Due to its geothermic properties, the ancient, immutable, and intact landscape of the Val di Cecina suddenly looks cosmic when travelling through the Colline Metallifere. Here and there, you might spot sulphuric steam floating into the white sky of Larderello and the Valle del Diavolo

Third leg
Into the woods
Sassetta - Credit: APT

Sassetta is a small village surrounded by oak and chestnut forests. The lush green foliage contrasts beautifully with the warm tones of the stone of the village. It was home to an important castle of the Pisan Republic that was then demolished in 1503 after the Florentine conquest. In 1516 the original Lords of the village, the Pisanis Orlandi of Sassetta, were exiled.

Fourth leg
Campiglia Marittima
Campiglia Marittima
Campiglia Marittima - Credit: Mirella

From Campiglia Marittima you can see Elba Island. The small town is surrounded by large pine trees, olive groves and vineyards. Sea air whips through the Val di Cornia, an area that's known for its rich history of extracting and processing minerals that dates back to Etruscan times.

Fifth leg
A glimpse of the Etruscan coast
Populonia fortress
Populonia fortress - Credit: Enrico Caracciolo

This area is ecologically diverse and provides some great opportunities for outdoor excursions and activities. Piazza Bovio in Piombino, the stretch of coast between Cala Moresca and Populonia, Baratti, the road from Sassetta to Suvereto and the Fortress of San Silvestro are all places of spectacular beauty not to be missed.

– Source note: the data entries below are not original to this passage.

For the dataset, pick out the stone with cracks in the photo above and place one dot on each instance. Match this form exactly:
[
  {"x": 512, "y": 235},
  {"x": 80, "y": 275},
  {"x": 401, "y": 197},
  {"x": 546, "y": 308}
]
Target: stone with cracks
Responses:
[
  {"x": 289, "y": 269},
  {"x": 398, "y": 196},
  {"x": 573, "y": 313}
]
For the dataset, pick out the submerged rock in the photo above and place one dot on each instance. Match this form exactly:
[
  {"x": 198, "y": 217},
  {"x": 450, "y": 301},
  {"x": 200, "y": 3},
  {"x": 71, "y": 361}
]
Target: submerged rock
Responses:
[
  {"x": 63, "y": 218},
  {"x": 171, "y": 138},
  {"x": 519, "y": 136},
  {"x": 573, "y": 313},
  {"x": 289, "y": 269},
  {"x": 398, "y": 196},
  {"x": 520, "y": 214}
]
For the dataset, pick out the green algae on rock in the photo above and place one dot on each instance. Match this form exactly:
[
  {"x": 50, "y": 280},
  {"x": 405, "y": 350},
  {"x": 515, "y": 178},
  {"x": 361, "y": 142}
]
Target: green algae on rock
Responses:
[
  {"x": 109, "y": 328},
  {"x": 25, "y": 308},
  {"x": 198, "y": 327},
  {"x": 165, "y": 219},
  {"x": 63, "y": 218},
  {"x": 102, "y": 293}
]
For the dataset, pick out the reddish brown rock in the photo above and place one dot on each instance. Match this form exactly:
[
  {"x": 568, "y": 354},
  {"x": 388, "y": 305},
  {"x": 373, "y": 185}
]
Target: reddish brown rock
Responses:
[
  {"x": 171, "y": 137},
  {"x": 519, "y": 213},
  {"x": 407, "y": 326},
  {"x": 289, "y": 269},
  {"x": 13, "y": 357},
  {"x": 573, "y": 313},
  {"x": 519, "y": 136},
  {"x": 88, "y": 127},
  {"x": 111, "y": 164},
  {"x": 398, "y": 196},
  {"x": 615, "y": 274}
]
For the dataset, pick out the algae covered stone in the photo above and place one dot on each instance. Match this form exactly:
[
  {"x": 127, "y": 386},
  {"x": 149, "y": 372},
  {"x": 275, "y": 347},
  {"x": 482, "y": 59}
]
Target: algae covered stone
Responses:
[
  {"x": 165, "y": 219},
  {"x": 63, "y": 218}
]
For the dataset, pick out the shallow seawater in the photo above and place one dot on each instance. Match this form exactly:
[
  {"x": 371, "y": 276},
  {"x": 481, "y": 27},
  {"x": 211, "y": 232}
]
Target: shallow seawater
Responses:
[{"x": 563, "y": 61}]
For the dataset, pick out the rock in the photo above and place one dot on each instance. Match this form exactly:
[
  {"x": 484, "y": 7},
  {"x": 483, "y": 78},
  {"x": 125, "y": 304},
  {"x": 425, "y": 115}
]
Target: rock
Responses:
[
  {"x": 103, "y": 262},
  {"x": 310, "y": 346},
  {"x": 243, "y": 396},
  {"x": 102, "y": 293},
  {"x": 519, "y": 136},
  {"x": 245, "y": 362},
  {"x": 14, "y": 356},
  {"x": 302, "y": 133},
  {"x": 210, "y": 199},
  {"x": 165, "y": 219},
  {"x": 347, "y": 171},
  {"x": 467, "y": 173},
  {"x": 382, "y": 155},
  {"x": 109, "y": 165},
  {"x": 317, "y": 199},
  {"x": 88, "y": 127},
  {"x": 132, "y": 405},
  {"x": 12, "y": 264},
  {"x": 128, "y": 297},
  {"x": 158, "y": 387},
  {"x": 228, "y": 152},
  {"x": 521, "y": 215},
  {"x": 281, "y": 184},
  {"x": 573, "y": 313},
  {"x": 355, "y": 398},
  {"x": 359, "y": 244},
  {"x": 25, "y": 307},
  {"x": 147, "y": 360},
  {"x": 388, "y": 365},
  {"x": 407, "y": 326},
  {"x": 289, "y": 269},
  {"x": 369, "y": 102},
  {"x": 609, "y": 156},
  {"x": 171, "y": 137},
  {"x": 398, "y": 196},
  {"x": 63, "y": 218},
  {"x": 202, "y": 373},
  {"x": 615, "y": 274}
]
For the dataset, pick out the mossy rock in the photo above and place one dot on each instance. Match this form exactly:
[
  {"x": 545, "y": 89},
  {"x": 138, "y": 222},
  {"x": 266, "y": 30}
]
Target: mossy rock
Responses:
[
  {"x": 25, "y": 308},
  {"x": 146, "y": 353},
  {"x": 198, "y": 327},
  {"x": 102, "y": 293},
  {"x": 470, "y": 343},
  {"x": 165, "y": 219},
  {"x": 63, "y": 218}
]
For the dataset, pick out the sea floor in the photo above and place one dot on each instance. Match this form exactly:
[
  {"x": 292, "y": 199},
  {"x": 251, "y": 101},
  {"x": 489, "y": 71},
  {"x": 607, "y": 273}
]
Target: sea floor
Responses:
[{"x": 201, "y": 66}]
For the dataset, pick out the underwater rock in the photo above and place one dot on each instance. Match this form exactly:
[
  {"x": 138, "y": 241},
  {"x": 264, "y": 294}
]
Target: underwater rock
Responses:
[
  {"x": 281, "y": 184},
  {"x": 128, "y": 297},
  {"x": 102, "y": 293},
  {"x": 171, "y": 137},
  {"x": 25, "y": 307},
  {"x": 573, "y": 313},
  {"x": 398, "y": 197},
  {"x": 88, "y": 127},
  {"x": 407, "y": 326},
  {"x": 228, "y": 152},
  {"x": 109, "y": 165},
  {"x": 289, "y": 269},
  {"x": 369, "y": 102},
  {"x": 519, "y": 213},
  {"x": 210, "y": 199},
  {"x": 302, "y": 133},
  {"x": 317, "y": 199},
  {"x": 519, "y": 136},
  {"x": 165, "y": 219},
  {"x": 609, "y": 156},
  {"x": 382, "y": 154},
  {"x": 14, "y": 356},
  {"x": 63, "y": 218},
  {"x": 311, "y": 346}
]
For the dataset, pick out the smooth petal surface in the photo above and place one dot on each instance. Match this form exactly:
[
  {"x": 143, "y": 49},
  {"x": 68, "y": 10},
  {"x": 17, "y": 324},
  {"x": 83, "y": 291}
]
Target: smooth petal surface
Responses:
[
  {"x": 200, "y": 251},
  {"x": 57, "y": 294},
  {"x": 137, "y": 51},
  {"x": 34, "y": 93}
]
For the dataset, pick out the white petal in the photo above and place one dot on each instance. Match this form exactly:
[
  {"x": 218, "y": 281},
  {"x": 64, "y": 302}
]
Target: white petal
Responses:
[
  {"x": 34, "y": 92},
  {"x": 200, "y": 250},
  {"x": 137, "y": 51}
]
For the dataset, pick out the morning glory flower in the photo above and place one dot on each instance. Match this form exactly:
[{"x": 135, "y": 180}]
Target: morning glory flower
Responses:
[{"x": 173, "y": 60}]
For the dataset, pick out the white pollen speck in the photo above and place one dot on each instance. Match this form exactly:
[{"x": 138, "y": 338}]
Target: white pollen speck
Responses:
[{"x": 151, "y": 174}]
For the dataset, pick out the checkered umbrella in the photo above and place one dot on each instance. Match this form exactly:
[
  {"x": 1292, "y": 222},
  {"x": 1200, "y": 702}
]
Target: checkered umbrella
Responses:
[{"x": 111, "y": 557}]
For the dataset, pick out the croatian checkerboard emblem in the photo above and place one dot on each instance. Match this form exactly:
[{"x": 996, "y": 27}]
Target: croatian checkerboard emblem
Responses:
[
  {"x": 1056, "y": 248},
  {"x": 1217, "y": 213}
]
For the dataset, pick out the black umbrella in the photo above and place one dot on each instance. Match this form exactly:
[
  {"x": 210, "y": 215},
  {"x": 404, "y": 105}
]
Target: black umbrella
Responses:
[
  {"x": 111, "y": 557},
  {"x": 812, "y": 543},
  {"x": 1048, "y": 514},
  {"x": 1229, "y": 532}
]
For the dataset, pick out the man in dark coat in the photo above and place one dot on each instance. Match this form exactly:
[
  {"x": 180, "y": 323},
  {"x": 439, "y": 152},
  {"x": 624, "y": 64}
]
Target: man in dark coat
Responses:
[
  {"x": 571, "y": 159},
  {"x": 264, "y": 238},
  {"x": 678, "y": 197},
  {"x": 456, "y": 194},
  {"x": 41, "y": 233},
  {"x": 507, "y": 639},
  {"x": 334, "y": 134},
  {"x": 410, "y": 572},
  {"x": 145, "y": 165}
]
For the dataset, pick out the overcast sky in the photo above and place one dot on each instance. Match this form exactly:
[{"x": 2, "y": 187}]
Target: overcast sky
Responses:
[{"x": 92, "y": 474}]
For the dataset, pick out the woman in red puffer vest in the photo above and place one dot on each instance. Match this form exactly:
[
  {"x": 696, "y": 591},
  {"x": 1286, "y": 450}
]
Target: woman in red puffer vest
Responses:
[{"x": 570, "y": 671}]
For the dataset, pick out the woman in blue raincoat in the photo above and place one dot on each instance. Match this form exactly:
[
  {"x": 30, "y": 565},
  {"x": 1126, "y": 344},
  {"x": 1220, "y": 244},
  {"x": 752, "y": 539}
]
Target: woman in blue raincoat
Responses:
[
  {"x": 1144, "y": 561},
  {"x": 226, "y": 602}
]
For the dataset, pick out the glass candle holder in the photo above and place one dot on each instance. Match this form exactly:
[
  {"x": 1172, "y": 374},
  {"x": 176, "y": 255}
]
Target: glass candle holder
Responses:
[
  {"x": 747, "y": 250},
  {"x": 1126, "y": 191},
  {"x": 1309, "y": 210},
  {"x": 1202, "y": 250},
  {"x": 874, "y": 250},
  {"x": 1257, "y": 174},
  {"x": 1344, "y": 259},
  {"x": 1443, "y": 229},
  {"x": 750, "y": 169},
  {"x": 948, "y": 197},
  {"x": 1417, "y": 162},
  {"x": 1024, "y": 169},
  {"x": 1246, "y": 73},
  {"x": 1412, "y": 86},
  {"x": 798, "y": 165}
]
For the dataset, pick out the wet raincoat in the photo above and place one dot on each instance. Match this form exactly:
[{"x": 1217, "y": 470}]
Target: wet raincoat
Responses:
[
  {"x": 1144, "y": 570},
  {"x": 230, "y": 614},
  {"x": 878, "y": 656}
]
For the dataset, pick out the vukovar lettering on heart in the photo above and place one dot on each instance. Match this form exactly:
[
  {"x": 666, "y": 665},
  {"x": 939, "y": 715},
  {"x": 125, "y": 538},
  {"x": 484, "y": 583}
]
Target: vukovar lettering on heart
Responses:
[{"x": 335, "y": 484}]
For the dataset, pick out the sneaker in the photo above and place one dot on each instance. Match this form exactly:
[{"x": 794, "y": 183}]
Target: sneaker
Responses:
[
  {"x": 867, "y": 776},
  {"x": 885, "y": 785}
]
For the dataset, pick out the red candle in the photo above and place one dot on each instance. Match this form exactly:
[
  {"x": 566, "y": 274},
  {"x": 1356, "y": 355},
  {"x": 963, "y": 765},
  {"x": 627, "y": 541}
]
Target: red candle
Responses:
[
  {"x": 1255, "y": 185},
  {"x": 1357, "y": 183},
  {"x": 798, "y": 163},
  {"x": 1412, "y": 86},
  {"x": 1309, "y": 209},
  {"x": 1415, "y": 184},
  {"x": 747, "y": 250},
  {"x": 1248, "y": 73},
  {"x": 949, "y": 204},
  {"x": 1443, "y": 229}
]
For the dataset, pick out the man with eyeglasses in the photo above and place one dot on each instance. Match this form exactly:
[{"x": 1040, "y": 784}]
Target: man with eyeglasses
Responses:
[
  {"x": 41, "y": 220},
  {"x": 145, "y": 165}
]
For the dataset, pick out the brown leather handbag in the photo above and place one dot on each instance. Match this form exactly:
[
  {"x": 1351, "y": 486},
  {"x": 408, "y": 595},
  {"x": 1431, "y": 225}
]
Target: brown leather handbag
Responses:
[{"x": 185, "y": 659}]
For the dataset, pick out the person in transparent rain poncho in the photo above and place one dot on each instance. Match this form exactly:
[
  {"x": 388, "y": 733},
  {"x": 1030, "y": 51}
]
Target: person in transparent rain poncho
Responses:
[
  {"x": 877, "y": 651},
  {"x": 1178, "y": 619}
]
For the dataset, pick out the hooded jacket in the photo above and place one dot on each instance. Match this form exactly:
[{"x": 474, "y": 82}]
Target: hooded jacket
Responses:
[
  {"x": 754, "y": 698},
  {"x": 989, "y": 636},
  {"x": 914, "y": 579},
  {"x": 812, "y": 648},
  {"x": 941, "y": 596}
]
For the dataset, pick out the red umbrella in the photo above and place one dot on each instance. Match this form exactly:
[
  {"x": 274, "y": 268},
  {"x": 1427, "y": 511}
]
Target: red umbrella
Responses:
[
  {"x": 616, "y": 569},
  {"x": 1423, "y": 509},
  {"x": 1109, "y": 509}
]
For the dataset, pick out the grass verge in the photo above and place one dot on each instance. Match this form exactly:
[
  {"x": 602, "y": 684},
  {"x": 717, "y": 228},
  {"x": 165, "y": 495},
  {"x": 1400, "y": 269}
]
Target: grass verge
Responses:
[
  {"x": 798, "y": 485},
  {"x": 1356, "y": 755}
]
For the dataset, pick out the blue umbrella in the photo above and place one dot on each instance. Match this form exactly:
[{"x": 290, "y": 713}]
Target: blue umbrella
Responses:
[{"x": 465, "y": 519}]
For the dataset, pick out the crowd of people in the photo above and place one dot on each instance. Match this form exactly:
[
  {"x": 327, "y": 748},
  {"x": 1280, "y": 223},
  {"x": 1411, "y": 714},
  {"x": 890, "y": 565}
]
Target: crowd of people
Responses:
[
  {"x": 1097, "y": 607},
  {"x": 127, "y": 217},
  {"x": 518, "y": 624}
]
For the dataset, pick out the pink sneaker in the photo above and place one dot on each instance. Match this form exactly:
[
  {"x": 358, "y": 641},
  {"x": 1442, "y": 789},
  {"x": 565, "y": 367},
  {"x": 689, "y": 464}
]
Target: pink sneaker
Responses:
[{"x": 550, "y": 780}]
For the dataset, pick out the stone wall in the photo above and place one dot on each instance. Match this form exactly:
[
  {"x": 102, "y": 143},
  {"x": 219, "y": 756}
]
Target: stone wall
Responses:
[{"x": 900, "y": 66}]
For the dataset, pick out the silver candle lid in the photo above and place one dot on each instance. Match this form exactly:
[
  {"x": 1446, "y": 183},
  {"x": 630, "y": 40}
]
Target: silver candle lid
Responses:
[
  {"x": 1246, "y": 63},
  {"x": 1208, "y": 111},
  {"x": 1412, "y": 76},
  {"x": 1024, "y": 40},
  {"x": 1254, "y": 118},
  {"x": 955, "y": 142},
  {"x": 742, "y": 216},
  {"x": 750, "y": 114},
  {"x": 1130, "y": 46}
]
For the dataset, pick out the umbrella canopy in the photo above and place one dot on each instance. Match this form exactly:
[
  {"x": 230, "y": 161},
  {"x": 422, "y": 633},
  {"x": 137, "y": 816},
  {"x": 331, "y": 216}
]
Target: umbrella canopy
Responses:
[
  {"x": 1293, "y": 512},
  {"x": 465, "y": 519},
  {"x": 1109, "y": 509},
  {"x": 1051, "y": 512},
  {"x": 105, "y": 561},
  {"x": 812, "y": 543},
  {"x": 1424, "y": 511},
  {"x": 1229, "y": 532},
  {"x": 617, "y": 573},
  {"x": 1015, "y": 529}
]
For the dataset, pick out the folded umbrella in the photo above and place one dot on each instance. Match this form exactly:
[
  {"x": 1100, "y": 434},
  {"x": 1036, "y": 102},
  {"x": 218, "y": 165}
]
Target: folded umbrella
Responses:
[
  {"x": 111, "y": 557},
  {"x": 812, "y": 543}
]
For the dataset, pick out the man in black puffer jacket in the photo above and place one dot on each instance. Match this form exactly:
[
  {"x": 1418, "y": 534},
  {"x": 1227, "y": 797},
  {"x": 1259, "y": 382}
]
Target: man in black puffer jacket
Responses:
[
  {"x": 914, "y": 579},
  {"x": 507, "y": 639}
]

From Cala Moresca to the acropolis of Populonia, passing Buca delle Fate beach you get a real sense of the Etruscan presence in the area due to the Hypogean tombs that line the path to the coast. The round shape of these tombs means they were called buche delle fate, or "fairy holes", by woodcutters and loggers who lived in the local area and believed that the cavities were home to supernatural beings.